Pozalewane łąki, straty liczone w setkach tysięcy. To straty jakie ponieśli rolnicy posiadający łąki w pobliżu rzeki Noteć. Hodowcy bydła skarżą się na brak paszy. Domagają się także interwencji władz, bo jak twierdzą - teren został zalany umyślnie.
Kilkaset tysięcy złotych, tyle łącznie stracili rolnicy posiadający łąki nieopodal leniwej części rzeki Noteć. Chodzi między innymi o tereny należące do gminy Kaczory, Miasteczko Krajeńskie czy Białośliwie. Od trzech miesięcy ta hektary, które powinny dać paszę dla bydła hodowlanego...stoją pod wodą. Rolnicy liczą straty i wołają o pomoc.
Woda w niektórych miejscach uniemożliwia nie tylko wykoszenie traw, które zostały posiane i były nawożone przed latem. Wielu nie ma nawet dostępu do swojej działki, bo woda pozalewała też drogi. Dlatego o pomoc w szacowaniu szkód poprosili władze swoich gmin.
- Myśmy składali wnioski do urzędu gminy na temat oszacowania szkód jakie tutaj zostały wyrządzone przez ten wylew rzeki Noteć. Na razie oczywiście nie ma żadnej odpowiedzi - żali się Piotr Banasik, sołtys Brzostowa.
Powinna zostać powołana komisja, która oszacuje straty. Dopiero wówczas taki dokument może trafić do marszałka województwa wielkopolskiego, który decyduje o przyznaniu odszkodowań. Rolnicy jednak czują się zlekceważeni, bo do tej pory nikt ich problemem się nie zajął.
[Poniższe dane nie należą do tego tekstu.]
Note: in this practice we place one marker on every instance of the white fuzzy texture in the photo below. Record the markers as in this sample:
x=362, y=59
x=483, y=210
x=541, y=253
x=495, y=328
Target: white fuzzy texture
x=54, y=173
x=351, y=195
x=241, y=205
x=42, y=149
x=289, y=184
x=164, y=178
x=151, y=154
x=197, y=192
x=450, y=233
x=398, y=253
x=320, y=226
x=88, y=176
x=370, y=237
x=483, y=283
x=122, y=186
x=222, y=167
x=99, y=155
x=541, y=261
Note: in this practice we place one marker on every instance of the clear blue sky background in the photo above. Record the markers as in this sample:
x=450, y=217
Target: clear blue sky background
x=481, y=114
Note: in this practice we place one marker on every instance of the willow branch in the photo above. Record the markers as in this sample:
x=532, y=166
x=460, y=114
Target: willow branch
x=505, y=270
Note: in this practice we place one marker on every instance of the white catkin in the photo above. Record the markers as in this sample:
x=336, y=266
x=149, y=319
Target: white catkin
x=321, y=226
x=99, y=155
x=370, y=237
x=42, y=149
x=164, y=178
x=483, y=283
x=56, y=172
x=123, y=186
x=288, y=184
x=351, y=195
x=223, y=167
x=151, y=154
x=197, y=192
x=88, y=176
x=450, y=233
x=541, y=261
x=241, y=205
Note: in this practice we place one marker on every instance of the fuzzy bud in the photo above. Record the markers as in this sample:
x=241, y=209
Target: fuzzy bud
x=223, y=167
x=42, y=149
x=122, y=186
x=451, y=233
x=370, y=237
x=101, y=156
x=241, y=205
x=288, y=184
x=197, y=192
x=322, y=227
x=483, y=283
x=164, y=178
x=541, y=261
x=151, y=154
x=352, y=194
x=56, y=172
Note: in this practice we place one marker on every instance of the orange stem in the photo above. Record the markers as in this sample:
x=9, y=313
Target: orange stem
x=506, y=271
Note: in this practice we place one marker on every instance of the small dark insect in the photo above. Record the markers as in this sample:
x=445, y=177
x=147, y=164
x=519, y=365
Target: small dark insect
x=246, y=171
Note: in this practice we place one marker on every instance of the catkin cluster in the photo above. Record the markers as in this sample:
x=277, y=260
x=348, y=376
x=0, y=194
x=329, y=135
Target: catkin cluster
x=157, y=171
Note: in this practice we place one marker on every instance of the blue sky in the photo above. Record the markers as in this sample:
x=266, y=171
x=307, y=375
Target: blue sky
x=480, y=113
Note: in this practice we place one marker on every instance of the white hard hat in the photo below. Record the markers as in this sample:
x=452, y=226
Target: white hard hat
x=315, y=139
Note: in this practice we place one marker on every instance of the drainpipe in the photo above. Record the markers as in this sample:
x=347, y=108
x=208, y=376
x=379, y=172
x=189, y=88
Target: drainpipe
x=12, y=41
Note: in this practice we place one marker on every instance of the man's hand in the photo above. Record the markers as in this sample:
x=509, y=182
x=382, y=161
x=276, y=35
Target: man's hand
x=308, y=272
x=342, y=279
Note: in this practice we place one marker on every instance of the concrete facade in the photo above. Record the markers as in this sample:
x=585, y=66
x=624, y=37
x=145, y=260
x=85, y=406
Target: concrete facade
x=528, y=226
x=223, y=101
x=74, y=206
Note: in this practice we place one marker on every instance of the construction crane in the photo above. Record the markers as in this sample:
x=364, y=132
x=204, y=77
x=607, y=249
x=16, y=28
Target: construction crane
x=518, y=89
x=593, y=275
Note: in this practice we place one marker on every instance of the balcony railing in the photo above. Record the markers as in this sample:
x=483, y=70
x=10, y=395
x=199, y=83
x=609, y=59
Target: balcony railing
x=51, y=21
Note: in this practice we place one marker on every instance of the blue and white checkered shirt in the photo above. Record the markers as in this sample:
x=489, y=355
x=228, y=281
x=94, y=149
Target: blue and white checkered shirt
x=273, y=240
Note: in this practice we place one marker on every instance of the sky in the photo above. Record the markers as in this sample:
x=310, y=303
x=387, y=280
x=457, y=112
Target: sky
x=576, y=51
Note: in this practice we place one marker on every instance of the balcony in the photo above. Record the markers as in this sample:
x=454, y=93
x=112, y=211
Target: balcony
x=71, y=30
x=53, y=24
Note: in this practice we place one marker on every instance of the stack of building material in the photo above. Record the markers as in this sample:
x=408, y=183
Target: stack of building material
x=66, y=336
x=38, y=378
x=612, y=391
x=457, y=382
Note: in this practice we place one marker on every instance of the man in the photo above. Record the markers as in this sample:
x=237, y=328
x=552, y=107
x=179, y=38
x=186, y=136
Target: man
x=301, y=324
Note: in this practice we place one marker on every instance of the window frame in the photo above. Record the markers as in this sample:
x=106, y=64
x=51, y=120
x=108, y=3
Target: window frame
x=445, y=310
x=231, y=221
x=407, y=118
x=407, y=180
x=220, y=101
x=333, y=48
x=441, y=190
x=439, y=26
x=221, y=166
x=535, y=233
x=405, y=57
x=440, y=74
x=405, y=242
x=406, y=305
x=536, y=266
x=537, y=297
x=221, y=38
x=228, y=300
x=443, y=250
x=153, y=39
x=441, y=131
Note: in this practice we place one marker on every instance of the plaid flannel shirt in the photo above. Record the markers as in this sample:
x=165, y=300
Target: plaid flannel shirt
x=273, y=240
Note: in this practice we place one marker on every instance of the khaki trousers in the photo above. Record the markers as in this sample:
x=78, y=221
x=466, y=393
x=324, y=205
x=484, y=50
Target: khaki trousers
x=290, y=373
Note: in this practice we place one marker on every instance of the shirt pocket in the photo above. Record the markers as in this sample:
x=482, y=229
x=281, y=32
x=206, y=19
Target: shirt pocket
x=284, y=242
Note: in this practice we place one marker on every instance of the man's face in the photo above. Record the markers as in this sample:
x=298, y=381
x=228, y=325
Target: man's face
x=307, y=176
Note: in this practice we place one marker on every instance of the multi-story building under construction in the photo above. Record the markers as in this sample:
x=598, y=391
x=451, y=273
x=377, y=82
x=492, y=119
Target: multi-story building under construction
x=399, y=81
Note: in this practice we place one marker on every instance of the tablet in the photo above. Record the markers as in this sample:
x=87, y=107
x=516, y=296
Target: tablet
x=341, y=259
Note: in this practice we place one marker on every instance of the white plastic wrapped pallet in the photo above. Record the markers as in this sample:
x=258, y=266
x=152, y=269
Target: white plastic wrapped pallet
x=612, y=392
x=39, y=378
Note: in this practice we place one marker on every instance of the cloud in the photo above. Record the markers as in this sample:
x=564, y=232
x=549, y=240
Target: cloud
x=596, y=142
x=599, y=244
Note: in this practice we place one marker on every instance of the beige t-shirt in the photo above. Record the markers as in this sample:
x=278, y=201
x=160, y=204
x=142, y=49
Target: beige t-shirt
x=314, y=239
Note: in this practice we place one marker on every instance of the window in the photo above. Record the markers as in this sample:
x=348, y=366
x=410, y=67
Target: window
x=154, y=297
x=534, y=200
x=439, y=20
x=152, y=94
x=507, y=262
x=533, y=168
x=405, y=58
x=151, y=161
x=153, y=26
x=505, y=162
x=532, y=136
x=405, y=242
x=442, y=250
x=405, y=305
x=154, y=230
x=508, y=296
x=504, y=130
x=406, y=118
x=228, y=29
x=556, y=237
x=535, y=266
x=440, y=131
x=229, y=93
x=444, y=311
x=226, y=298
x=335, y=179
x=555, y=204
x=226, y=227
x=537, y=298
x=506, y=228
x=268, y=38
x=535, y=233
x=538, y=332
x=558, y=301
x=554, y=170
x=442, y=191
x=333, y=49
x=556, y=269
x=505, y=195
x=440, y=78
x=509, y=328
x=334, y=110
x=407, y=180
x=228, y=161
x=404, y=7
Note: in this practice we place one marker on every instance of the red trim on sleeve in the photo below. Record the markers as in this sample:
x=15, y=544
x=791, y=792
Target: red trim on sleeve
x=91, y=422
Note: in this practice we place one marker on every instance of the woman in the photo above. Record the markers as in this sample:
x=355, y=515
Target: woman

- Rolnicy mają programy rolno-środowiskowe, z których muszą się wywiązywać, to znaczy muszą być łąki przynajmniej raz w roku skoszone, bądź wypasione. Zależy kto jaki ma program. I jeżeli tego nie zrobił, to będzie musiał zrobić korektę do wniosków do agencji restrukturyzacji rolnictwa - tłumaczy Marek Oleszyk, rolnik z Miasteczka Krajeńskiego.
Utrata dofinansowania to jedno. Właściciele gospodarstw rolnych boją się także o to, że z powodu niewywiązania się z zawartych umów zostaną na nich nałożone wielotysięczne kary. Nie wiadomo też kiedy woda spłynie z pól.
- Jest tam specyficzna budowa geologiczna. Są to w głównej mierze torfy o miąższości kilku metrów i dolina ta osiada. To wszystko wpływa na wodę stojącą i brak możliwości odpływu. Ale mamy też ponadnormatywne opady atmosferyczne. Te wszystkie elementy składają się niestety na tę niekorzystną sytuację hydrologiczną - wyjaśnia Magdalena Żmuda, dyrektor Regionalnego Zarządu Gospodarki Wodnej w Poznaniu.
Rolnicy jednak nie wierzą w to, że nagłe zalanie tak dużego terenu zostało spowodowane obfitymi deszczami. Szczególnie, że woda na łąkach pojawiła się na początku lata.
- Na śluzie za Ujściem która jest spiętrzana Noteć. Około 1,5 metra różnicy jest przed śluzą i za. Z tego co nam powiedzieli tak nieoficjalnie to powodem zalania jest żegluga. Noteć jest zbyt płytka, mają problem ze statkami, z pogłębieniem dna, no to było najprościej spiętrzyć wodę i zalać łąki - twierdzi Witold Kanke, rolnik z Brzostowa.
RZGW jednak tej informacji o specjalnym spiętrzeniu wody nie potwierdza. Tymczasem rolnicy sprawy nie chcą zostawić swojemu biegowi. Nie kryją oburzenia brakiem reakcji władz i zapowiadają, że jeśli sytuacja nie zostanie uregulowana dojdzie do protestu i ciągnikami zablokują mosty na Noteci.